In most regions of China, few good options exist even for those families that do try to find professional help. China’s mental-health hospitals are too few and grossly understaffed, as Dr. Yao Guizhong, deputy director of the Peking University Sixth Hospital, a leading psychiatric hospital, told me. China has about 20,000 psychiatrists nationwide, or one for every 70,000 people. In developed countries, the average is 15.4 for 100,000 people; China has less than 10 percent of that ratio capacity. Moreover, “about half of those psychiatrists [in China] are not really qualified,” having received minimal training, Yao said. Too often, patients have been never diagnosed at all, or are simply committed to psychiatric hospitals, by family or by police, without a rehabilitation plan — twin poles of despair.

The new mental-health law calls for bolstering psychiatric resources. This summer, the Chinese government announced more specific reform targets: By 2020, the goal is for 80 percent of people with severe mental illness to have access to continuing medical treatment. The health ministry aims to double the number of trained psychiatrists, and increase their salaries. Involuntary confinement is now officially legal only under extreme circumstances, though this tenet has attracted significant controversy.
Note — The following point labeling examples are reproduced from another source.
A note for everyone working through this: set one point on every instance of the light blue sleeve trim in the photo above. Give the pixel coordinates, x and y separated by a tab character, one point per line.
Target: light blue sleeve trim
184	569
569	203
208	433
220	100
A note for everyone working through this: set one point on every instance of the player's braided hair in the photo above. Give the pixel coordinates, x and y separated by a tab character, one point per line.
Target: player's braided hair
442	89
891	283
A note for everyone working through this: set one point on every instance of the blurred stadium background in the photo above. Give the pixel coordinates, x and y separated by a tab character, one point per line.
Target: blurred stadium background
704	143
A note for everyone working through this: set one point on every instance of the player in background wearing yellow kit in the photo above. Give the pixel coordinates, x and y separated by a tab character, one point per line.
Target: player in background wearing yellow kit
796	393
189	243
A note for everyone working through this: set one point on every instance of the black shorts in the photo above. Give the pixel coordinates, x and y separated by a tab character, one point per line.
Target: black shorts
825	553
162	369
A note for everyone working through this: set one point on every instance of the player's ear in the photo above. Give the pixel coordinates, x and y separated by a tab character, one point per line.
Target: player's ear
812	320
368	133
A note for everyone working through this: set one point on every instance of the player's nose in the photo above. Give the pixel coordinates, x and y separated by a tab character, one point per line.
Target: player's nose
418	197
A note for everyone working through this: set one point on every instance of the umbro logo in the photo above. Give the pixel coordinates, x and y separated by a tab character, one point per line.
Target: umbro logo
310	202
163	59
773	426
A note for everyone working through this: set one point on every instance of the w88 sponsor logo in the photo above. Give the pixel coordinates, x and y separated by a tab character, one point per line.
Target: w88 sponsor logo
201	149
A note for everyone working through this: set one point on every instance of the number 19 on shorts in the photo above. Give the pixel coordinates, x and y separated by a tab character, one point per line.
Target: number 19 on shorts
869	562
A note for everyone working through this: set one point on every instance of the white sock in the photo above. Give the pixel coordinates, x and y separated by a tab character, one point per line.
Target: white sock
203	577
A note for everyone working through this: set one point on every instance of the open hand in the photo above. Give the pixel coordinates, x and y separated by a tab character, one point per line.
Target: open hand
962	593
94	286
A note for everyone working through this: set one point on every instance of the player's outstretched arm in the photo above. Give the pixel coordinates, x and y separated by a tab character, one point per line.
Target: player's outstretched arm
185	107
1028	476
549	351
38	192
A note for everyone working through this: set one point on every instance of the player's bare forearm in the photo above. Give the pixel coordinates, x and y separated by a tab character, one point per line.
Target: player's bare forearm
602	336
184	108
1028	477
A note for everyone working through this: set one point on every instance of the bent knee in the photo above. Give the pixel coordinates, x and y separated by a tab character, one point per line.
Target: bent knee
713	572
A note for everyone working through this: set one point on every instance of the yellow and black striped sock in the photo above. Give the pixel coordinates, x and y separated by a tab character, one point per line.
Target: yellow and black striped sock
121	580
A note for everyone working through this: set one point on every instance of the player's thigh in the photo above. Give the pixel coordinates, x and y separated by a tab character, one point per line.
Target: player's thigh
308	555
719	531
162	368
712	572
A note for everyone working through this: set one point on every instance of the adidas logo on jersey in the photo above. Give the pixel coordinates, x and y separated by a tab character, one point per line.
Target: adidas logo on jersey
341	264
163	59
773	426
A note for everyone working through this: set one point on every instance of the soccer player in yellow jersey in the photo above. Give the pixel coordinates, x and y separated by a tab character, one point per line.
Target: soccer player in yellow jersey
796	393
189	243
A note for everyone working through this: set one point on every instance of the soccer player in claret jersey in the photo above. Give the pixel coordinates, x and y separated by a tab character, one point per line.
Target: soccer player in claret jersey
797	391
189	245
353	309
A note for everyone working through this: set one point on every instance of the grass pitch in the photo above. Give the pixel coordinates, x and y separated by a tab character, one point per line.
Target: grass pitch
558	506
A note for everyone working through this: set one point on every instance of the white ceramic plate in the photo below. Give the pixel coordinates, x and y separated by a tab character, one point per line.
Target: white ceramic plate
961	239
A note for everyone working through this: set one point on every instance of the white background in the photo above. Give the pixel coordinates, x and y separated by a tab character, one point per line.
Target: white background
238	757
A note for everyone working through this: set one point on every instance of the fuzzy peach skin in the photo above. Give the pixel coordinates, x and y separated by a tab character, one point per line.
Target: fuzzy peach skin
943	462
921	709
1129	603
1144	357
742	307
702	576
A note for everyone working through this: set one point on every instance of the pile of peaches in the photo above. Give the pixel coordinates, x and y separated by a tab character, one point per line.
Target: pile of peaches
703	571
Some who generally support the government’s reform direction, such as Yao, believe the new provision makes it too hard to treat patients until they demonstrably pose a physical danger to themselves or others; meanwhile, the New York-based watchdog group Human Rights Watch points out that exceptions are still made in cases of loosely defined “state security,” such as the practice of restraining certain petitioners seeking to air grievances in Beijing.

One institution admirably trying to live up to the new vision is the First Specialized Hospital of Harbin, a hospital dedicated to mental health. “We want to bring patients back to society,” said Dr. Liu Ming, the deputy director. Over the past two years, the hospital has taken meaningful steps to involve both patients and families in treatment decisions, with guidance from a UN-backed Italian NGO, the Associazione Italiana Amici di Raoul Follereau. “I believe they really want to improve the living standards of people with mental illnesses,” said Alessandro Lorato, the NGO’s China director.

The First Specialized Hospital has established a “self-help group” for relatives of patients to share ideas and experiences, provided patients more information about their conditions and medications, and increased efforts to teach the local community about mental illness. These steps align with recent research, including a landmark study funded by the U.S. National Institute of Mental Health and published in October, which show that alongside medication, both the education of family members and assistance for schizophrenic patients in solidifying community ties can significantly improve their condition.

Zhu Ancheng said that he still hears voices, years after his first collapse, but today he and his family are better equipped to live with and manage his schizophrenia, a lifelong condition. The former hotel worker, who was previously treated at another hospital in Harbin, more recently has sought out ways to help himself, including attending voluntary informational sessions at the First Specialized Hospital to learn more about the biology of schizophrenia. “Because I personally have the disease, and my mother has the disease, I’m very interested,” he said. When we met at the hospital, he was wearing a bright yellow shirt and wireframe glasses, and he held my gaze steadily as he spoke.

Zhu’s experience is a testament to the positive impact that humane and consistent outpatient treatment can make. For the past two years, he’s lived at home, taking two antipsychotic medications to stabilize his condition. Now 33, he hasn’t held another job, but he is beginning to dream again. Zhu hopes to launch a small marketing business from home, and he wants to learn English. “Mental disease is still a taboo in China,” he told FP, “but at least more people now understand.”